When I moved out of my parent’s house and into a dorm room, one of the things I missed most was family dinner time. Several years later when my then-boyfriend Dave and I moved in together, family meal time started anew. I would usually come back from work to a wonderful, home cooked meal that the two of us enjoyed together. It wasn’t as noisy as the dinners I had with my family, but just as enjoyable; two people breaking bread and sharing stories in the same span of time.
These days, with my husband working an opposite shift, I always dine alone during the week. Although the food I make is definitely more adventurous than the baked chicken breast, cheesy scalloped boxed potatoes, and microwaved green beans I made in high school, it is lacking in company. No matter the flavor, it is just not as satisfying.
Frankly, I like to stand on ceremony when dinner is involved. Having no kitchen table in our small apartment means no matter how much I am looking forward to my dinner, I will consume it alone either from my coffee table in front of the TV or at my computer desk. Not exactly what Norman Rockwell had in mind.
It may not matter to some people, but I see the breakdown of family dinner time as a parallel to the breakdown of families. I’m no Okie from Muskogee, but frankly, the way some kids act these days scares the crap out of me. Having no children of my own yet, I can only promise to try that we will eat dinner together, no excuses, as often as possible. And not let them snort cocaine during recess.

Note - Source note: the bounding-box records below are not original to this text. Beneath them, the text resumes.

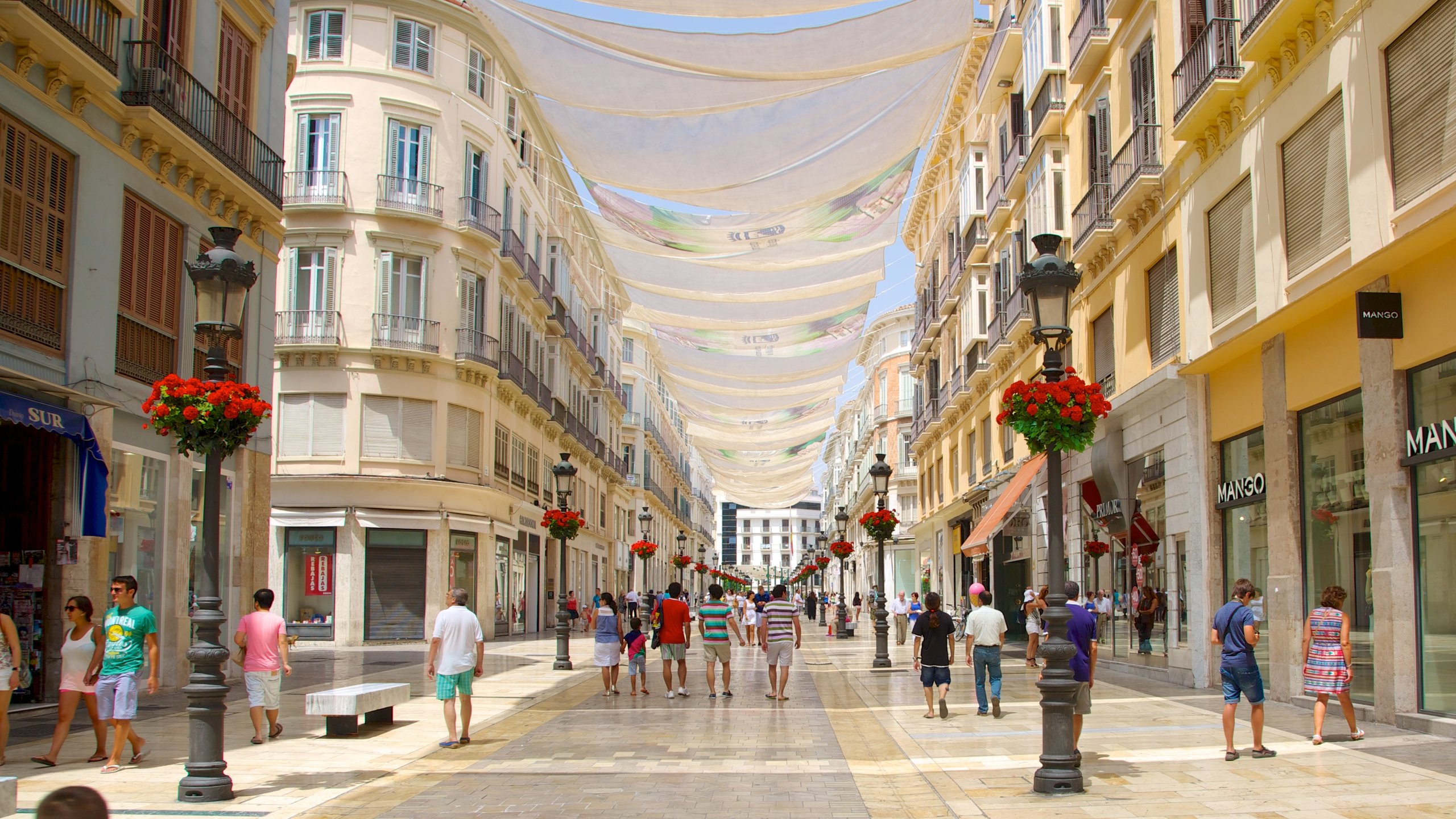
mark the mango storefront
[1182,252,1456,726]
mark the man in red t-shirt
[657,581,693,700]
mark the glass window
[1299,392,1375,702]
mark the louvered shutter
[1281,93,1350,277]
[1147,249,1181,367]
[1209,176,1254,325]
[393,20,415,68]
[399,398,435,461]
[1385,0,1456,207]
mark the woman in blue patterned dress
[1305,586,1364,744]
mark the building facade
[271,0,646,646]
[0,0,288,693]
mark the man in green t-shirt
[697,583,747,700]
[86,574,162,774]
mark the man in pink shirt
[233,589,293,744]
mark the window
[1209,176,1254,325]
[359,395,435,461]
[303,9,344,61]
[278,392,344,458]
[1092,308,1117,395]
[1385,0,1456,207]
[1147,248,1181,367]
[465,48,495,105]
[393,20,435,75]
[1280,93,1350,277]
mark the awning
[961,453,1047,557]
[0,392,106,537]
[268,507,348,529]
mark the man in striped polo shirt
[697,583,747,700]
[759,583,801,702]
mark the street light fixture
[177,228,258,801]
[869,452,894,669]
[1016,233,1083,793]
[551,452,577,672]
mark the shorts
[1219,666,1264,705]
[435,669,475,700]
[769,640,793,666]
[920,666,951,688]
[1072,682,1092,714]
[96,672,137,720]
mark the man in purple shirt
[1066,580,1097,768]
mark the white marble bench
[304,682,409,736]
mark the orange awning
[961,453,1047,557]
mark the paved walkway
[9,621,1456,819]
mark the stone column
[1258,334,1305,702]
[1360,277,1420,723]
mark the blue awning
[0,392,106,537]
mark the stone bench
[304,682,409,736]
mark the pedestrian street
[5,628,1456,819]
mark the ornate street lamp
[869,452,894,669]
[1016,233,1082,793]
[834,506,849,640]
[551,452,577,672]
[177,228,258,801]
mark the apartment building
[824,305,914,596]
[0,0,287,690]
[622,319,718,592]
[271,0,635,646]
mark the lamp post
[834,506,849,640]
[177,228,258,801]
[869,452,894,669]
[551,452,577,672]
[1016,233,1082,793]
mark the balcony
[1067,0,1112,85]
[1072,182,1115,254]
[274,311,339,347]
[460,197,501,242]
[374,173,445,218]
[1031,75,1067,140]
[370,313,440,353]
[1111,124,1163,218]
[501,228,527,272]
[456,326,501,370]
[283,171,346,210]
[1173,18,1243,142]
[121,41,283,207]
[975,3,1021,99]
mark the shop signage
[1355,293,1405,338]
[1219,472,1265,503]
[303,554,333,598]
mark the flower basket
[541,508,587,541]
[996,367,1112,453]
[141,373,272,456]
[859,508,900,541]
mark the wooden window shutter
[1209,176,1254,325]
[1385,0,1456,207]
[1147,248,1181,367]
[1280,93,1350,277]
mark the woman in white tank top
[31,598,106,768]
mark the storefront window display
[1405,355,1456,715]
[278,529,338,640]
[1299,392,1376,702]
[1214,428,1269,679]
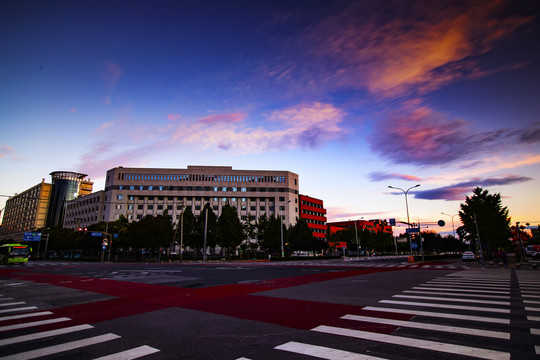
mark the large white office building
[64,166,300,229]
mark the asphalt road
[0,260,540,360]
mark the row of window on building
[118,173,286,183]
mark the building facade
[299,195,327,239]
[327,220,393,234]
[47,171,93,227]
[0,179,52,239]
[64,166,300,229]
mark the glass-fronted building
[47,171,92,227]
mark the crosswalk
[0,281,160,360]
[240,270,540,360]
[518,273,540,355]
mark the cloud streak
[368,171,422,181]
[257,0,533,98]
[412,175,533,201]
[171,102,346,154]
[370,106,539,165]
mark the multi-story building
[300,195,327,239]
[327,220,392,234]
[0,171,93,240]
[47,171,93,227]
[64,166,300,229]
[1,179,52,239]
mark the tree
[458,187,511,253]
[242,214,258,259]
[126,211,173,249]
[216,204,245,261]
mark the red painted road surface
[0,268,412,333]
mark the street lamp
[441,213,459,237]
[350,216,364,257]
[388,184,420,255]
[279,200,291,259]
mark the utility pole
[203,208,208,262]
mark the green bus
[0,244,30,264]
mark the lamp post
[441,213,459,238]
[279,200,291,259]
[388,184,420,255]
[179,200,184,262]
[350,216,364,257]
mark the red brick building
[299,195,326,239]
[326,220,392,234]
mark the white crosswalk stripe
[312,325,510,360]
[0,295,160,360]
[275,341,384,360]
[246,273,528,360]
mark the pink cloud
[170,103,346,154]
[369,171,422,181]
[198,113,247,125]
[167,114,182,121]
[264,0,533,97]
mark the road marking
[94,345,159,360]
[403,290,510,304]
[427,279,510,287]
[433,277,512,284]
[413,286,510,295]
[0,324,94,346]
[0,301,26,306]
[341,315,510,340]
[0,317,71,331]
[312,325,510,360]
[0,311,53,321]
[392,295,510,306]
[379,300,510,314]
[422,282,510,291]
[0,333,120,360]
[362,306,510,325]
[274,341,382,360]
[0,306,37,314]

In any case, when I found out that Dave and I would be home around the same time this evening, I jumped on the chance to make dinner for us both. I didn’t use any recipes that rocked the boat–just stuck to classic comfort foods for some good ol’ fashioned home cooking: oven fried catfish nuggets, twice baked potatoes (with caramelized onions, sauteed mushrooms and romano cheese), and roasted garlic and lemon green beans. Sometimes, there’s nothing wrong with going old school.